Marxism's critique of industrial capitalism: Marx argued that under capitalism owners grow rich by underpaying workers, so the system is built on exploitation.
Socialism — the wider family of ideas Marxism belonged to — called for workers to share in the wealth they created.
Why the Manifesto mattered: In 1848 it changed almost nothing directly. But its ideas would shape trade unions, socialist parties and even revolutions across the world for the next century — a huge long-term effect of industrialization.
Alongside these ideas, reformers pressed Parliament to act.
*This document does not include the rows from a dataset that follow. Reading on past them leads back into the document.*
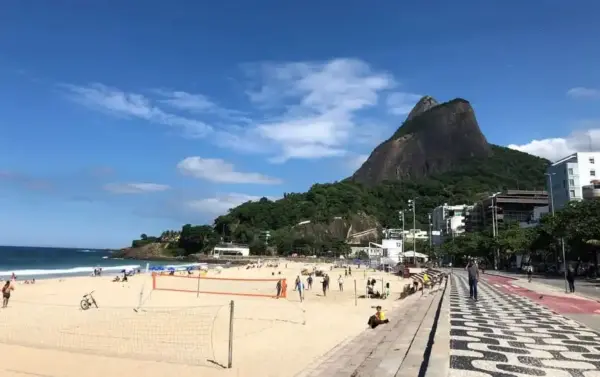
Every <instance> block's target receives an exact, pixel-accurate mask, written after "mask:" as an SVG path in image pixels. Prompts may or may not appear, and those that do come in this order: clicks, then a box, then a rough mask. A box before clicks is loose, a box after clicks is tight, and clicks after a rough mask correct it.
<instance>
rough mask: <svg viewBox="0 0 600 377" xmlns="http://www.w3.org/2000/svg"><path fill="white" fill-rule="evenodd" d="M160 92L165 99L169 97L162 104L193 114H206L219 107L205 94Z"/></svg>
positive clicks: (183, 92) (174, 92) (160, 93)
mask: <svg viewBox="0 0 600 377" xmlns="http://www.w3.org/2000/svg"><path fill="white" fill-rule="evenodd" d="M158 92H159V93H160V94H162V95H163V96H164V97H168V98H167V99H163V100H160V102H162V103H165V104H168V105H170V106H172V107H174V108H177V109H180V110H187V111H192V112H206V111H210V110H212V109H215V108H217V105H216V104H215V103H214V102H212V101H211V100H210V99H209V98H208V97H206V96H205V95H203V94H190V93H187V92H181V91H174V92H166V91H158Z"/></svg>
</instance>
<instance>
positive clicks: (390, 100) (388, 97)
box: [386, 92, 422, 115]
mask: <svg viewBox="0 0 600 377" xmlns="http://www.w3.org/2000/svg"><path fill="white" fill-rule="evenodd" d="M421 97H422V96H420V95H418V94H413V93H404V92H394V93H390V94H389V95H388V96H387V99H386V105H387V108H388V111H389V113H390V114H393V115H406V114H408V113H410V111H411V110H412V108H413V107H414V106H415V105H416V104H417V102H419V100H420V99H421Z"/></svg>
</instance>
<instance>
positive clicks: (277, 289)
mask: <svg viewBox="0 0 600 377" xmlns="http://www.w3.org/2000/svg"><path fill="white" fill-rule="evenodd" d="M275 287H276V288H277V298H279V296H281V280H278V281H277V285H276V286H275Z"/></svg>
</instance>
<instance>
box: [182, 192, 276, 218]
mask: <svg viewBox="0 0 600 377" xmlns="http://www.w3.org/2000/svg"><path fill="white" fill-rule="evenodd" d="M267 198H268V199H270V200H277V198H273V197H267ZM260 199H261V197H260V196H253V195H246V194H237V193H230V194H224V195H217V196H215V197H213V198H205V199H197V200H189V201H187V202H185V207H186V209H188V210H191V211H193V212H198V213H203V214H210V215H214V216H220V215H224V214H226V213H227V211H229V210H230V209H232V208H235V207H237V206H239V205H240V204H243V203H246V202H249V201H257V200H260Z"/></svg>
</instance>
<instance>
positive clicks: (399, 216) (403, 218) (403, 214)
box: [398, 211, 406, 257]
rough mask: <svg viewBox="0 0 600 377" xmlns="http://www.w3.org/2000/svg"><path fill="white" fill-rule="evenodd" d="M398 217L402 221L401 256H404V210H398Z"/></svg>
mask: <svg viewBox="0 0 600 377" xmlns="http://www.w3.org/2000/svg"><path fill="white" fill-rule="evenodd" d="M398 218H399V219H400V222H401V223H402V256H403V257H404V242H405V241H406V239H405V238H406V237H405V235H404V211H398Z"/></svg>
Campaigners were horrified that small children worked long hours in dangerous mills and mines, and slowly the law began to catch up.
| Law | Year | What it did |
|---|---|---|
| Factory Act | 1833 | Banned children under 9 in textile mills; limited older children's hours; created factory inspectors to enforce it |
| Mines Act | 1842 | Banned women and children under 10 from working underground in mines |
| Ten Hours Act | 1847 | Limited women and young people to a 10-hour working day in textile factories |
| Public Health Act | 1848 | Set up local boards to improve water, drains and sewers in filthy, disease-ridden cities |
Don't overstate reform: These laws were limited — they covered only certain industries, were weakly enforced at first, and left many workers unprotected.
Still, they marked a huge shift: for the first time the state accepted it had a duty to protect workers and public health.
1833 Factory Act — the breakthrough
The first factory law with real teeth, because it appointed paid inspectors to check that mills obeyed the rules — not just paper promises.
1842 Mines Act — public shock
A government report with drawings of near-naked children dragging coal underground horrified the public and forced Parliament to act.
1848 Public Health Act — cities respond
Cholera outbreaks killing thousands finally pushed the state to tackle the filthy water and open sewers of the new industrial towns.